風を受け、 一様にかしぎ立つ防風林。厚く固い豆の鞘(さや)。軒低く耐え入るように立つ家々。のちに吉田東伍の「大日本地名辞書」にその故郷、安田の項を読んだとき、風が生んだそれらの風景は改めて、昔から連綿とつづく人々の暮らしと知恵をのせ、時間のうねりとなって、目の前に広がってくるのだった。
田ぬるむ頃、光溢れる空に、太鼓と鉦(かね)の音にまじって、女たちの念仏がのぼっていく。村辻に鎮座する虫地蔵。毎年四月、村の婆さまたちが数珠を繰って唱えるのは、古くより伝わる虫送りの念仏である。

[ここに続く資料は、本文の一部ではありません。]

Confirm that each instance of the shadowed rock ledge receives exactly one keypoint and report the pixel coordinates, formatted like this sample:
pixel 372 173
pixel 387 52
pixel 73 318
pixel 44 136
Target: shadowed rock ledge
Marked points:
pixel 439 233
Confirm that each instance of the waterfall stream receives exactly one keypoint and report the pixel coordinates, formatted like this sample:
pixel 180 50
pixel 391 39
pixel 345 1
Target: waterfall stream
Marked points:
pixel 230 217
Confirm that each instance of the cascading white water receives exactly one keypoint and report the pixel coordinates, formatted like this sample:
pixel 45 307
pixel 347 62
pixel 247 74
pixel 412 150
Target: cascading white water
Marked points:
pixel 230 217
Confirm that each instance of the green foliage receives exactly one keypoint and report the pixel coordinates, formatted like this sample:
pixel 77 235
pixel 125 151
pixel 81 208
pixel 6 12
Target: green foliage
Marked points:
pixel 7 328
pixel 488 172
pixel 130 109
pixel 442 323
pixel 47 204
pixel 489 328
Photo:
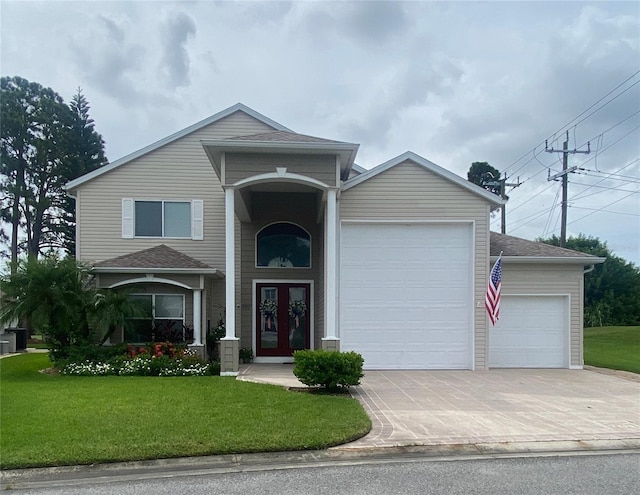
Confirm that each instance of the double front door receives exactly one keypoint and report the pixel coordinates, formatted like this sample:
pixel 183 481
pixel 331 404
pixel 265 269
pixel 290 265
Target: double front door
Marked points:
pixel 283 318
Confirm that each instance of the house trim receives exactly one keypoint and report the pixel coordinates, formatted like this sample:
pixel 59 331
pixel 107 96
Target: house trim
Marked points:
pixel 575 260
pixel 280 177
pixel 254 330
pixel 149 280
pixel 186 271
pixel 216 149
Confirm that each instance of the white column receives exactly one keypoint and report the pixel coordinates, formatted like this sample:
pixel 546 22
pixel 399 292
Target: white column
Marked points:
pixel 197 317
pixel 331 247
pixel 230 263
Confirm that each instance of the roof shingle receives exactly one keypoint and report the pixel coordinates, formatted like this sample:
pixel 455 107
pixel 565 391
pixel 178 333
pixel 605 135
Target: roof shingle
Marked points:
pixel 515 246
pixel 283 136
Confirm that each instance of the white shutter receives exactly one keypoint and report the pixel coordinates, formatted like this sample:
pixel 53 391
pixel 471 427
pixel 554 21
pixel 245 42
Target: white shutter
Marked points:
pixel 127 218
pixel 197 220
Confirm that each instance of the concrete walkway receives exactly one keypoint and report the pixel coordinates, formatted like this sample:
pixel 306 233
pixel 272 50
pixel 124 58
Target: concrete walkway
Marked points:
pixel 438 408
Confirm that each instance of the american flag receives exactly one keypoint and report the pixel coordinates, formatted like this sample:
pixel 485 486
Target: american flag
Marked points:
pixel 492 299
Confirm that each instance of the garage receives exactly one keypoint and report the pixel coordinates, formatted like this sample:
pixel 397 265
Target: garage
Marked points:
pixel 406 294
pixel 532 332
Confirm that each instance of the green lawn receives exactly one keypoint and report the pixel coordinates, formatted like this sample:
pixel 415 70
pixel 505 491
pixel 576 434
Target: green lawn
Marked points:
pixel 617 348
pixel 58 420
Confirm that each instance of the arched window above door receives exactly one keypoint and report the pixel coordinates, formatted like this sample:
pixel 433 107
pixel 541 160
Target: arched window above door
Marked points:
pixel 283 245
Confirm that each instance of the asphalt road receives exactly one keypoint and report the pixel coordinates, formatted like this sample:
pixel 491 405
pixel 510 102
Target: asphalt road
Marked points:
pixel 611 474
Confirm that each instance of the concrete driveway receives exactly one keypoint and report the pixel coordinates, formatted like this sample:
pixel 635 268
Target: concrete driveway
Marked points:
pixel 409 408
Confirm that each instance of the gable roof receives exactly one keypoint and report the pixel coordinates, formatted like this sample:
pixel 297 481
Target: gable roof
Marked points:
pixel 515 249
pixel 428 165
pixel 283 136
pixel 285 142
pixel 157 259
pixel 238 107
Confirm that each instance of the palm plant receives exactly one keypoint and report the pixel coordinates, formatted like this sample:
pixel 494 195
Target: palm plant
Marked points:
pixel 53 295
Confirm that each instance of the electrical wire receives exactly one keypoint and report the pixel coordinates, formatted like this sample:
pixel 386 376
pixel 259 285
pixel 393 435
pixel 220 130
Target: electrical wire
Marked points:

この流域では昔から、川原の薮に入った者に奇病の出ることが知られていた。春、雪代水(ゆきしろみず)が流れると、川は溢れて大地に水を冠(かぶ)せる。流れが残した肥沃な土地に、人は耕作地を求め、そしてつつが虫に刺された。働きざかりの者を襲って死に至らしめるこの熱病を、つつが虫病と呼んで、長い間、川筋の人々は恐れてきた。
船乗りが多く、安田でもとくに暮らしを川に頼ってきた千唐仁(せんとうじ)は、つつが虫送りの念仏講を今も守る数少ない集落のひとつである。
赤いべべに赤頭巾。雪舞う頃にはメリンスの着物と帽子。村辻のお堂に納められた虫地蔵には、だれが着せるのか、季節の足音とともに衣替えがされ、野の花が供えられる。